That may be true with regard to the Western Church only, but it has nothing at all to do with Pascha/Easter calculations, because the date of that holiday was historically set by the Church of Alexandria, according to the indigenous (Coptic) calendar which we still use. The pre-Christian Spring festival of the Egyptians (all of them, regardless of religion), Sham en-Nessim, is still a national holiday in modern Egypt, but was with the Christianization of Egypt fixed by the Church to the first Monday after Pascha, and has been kept there ever since.
So no, they weren't "blended together", and have been always very consciously and purposely kept on separate days so as to maintain that they not the same thing, though obviously the Christian observance of the same festival has been given overt Christian symbolism that isn't shared by the non-Christian population.

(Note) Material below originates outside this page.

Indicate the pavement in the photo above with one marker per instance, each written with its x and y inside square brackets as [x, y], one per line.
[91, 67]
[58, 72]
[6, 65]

Why does that even slightly matter if English speakers are basically alone in calling it that? Almost everybody else (save a few oddballs in the South Slavic dialect continuum that call it "Great Day" or similar) who wasn't colonized and converted by Westerners (and several who were, like all the Spanish-speaking peoples of Latin America) calls it some variation of "Pascha". In Spanish it's Pascua, in Russian it's Paskha, in Amharic it's Fasika, in Farsi it's Eid-e Pak, etc. Even in Arabic, where its most standard name is Eid El Qiyama (lit. Festival of Resurrection), you can still call it Baskha, in imitation of Pascha. That's what we do in the Coptic Orthodox Church, in addition to using the full name.
That's a far cry from saying that they're 'pagan' in some kind of dismissive or conspiratorial fashion. We should be more like St. Justin Martyr and others in evaluating what came before our Lord's incarnation -- i.e., it is good that whatever points to truth in previous philosophies be accepted and baptized, in as far as the Church in her wisdom sees most fit. With that in mind, I'm totally fine with you all enjoying your eggs and such, but to pretend like this has corrupted the celebration of the glorious resurrection of our Lord is just lunacy. They're not even close to comparable, let alone one being the ultimate source of the other. At best, we have some cultural trappings in every place, which are likely to vary wildly. I mean, you're not celebrating Sham en-Nessim, but you don't see me or anyone in the Egyptian Church railing against a false western 'Easter' just because Sham en-Nessim was there first and they share some symbolism.